Here at Blue Canary, we’ve made a reference to being a ‘Data Janitor’ on more than one occasion. There was this article/tweet from back in March:
We’ve always called ourselves data janitors…great to see it highlighted. Thanks for the find, @johncwhitmer !
— Mike Sharkey (@mjshark) March 25, 2015
…and also a mention on my last blog post about ‘Free like kittens vs. free like beer‘. So, in the spirit of our somewhat self-deprecating janitorial duties, I figured I dedicate a whole blog post to it. Here goes.
The reference started out as a joke with a few of us in the company. We would be working on a predictive model or some complex data analysis problem, and then read an article about how data scientists are the hot, up-and-coming, sexy, and in-demand positions in corporate America. We read the article and then look down at the query we are writing. The query excludes all records from a database where there’s a “~” in the course number instead of a “-“, and we said, “Data scientists?!? Ha! More like Data Janitors”.
Turns out the reference is relevant in more ways than one. Sure…the “we spend most of our time cleaning up messes” reference is a good one. Let us never forget how much time needs to be devoted to data cleansing.
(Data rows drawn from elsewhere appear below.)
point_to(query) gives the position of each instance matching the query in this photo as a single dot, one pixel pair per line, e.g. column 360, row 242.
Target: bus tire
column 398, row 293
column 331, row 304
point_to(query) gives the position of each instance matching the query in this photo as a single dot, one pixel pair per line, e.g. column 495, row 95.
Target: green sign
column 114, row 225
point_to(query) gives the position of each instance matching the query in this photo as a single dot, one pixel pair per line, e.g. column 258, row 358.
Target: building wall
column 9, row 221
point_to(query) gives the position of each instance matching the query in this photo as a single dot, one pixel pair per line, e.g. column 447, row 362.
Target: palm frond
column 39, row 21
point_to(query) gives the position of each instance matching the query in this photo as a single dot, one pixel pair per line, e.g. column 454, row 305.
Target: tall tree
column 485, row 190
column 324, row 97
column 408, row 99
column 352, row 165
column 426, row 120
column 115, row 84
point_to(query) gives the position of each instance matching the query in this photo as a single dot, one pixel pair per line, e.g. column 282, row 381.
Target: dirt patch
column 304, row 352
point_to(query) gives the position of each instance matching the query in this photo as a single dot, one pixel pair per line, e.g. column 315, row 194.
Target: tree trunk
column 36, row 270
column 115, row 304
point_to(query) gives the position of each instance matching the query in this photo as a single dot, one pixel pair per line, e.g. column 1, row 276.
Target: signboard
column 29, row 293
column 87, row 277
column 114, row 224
However, there’s another vital link between data analysis and plumbing, and it has to do with infrastructure.
When we talk about learning analytics, we break things up into three steps:
- Acquire/aggregate the data
- Convert raw data into valuable information
- Put the information in front of someone who can act on it
You’ll notice that for the end user (the institution/faculty/student), two of those three things are invisible. The end user sees #3, but they don’t see the behind-the-scenes work from #1 and #2. This is where the plumbing analogy comes into play.
In your dwelling, you’ve probably got plumbing. It’s a series of
tubes pipes that are largely invisible to you. What do you really care about in your home? I’m guessing it’s things like sinks, toilets, bathtubs, water heaters, ice makers, and the like. The plumbing is a traditional utility — it’s something that if doing its job properly, you never have to deal with it. You only care about it when it’s not working.
Now this is a great situation for homeowners…a reliable utility that works in the background. But why does it work that way? Because the plumbing was already in the house. With very rare exceptions, residents don’t deal with plumbing…they only deal with the accessories (sinks, water heaters…). That’s the beauty of modern architecture and infrastructure.
Let’s move this analogy back over to the data side. The plumbing is the vast network of databases, warehouses, ETL jobs, and BI tools that move/store data throughout an institution. The accessories are the reports, dashboards, and apps that help faculty/students/administrators act on information. The problem we see is that when it comes to data infrastructures, most institutions aren’t lucky enough to have “great plumbing”.
Most institutions have one of these two scenarios. They might have an entirely complex (but weirdly enough, necessarily complex) set of pipes that seem to work for the many users already in place. Unfortunately, though, there’s no convenient hookup for the institutional analyst to connect their shiny new ice maker to. Alternatively, when the analyst asks for some water, the data folks may just point to the well in the back yard. Oh…and don’t forget to bring your own bucket! Of course, there are many institutions that have a wonderful set of pipes. There’s a reason that companies like Oracle, SAP, and IBM are in business. However, we tend to see that more as the exception, not the rule.
So what’s the takeaway here? The takeaway is the title of this blog post: Do you want the plumbing or the sink? Institutions need to understand what their needs are. If they have some skilled data janitors on hand, they may just need to build out a reliable plumbing infrastructure so that they can connect whatever accessories they want. Alternatively, if the institution is mainly focused on the output (the reports…the dashboards), then spend time designing those tools, but realize that they may have to get their hands dirty with the plumbing in order to make it all work properly. Pipe wrenches are in aisle five.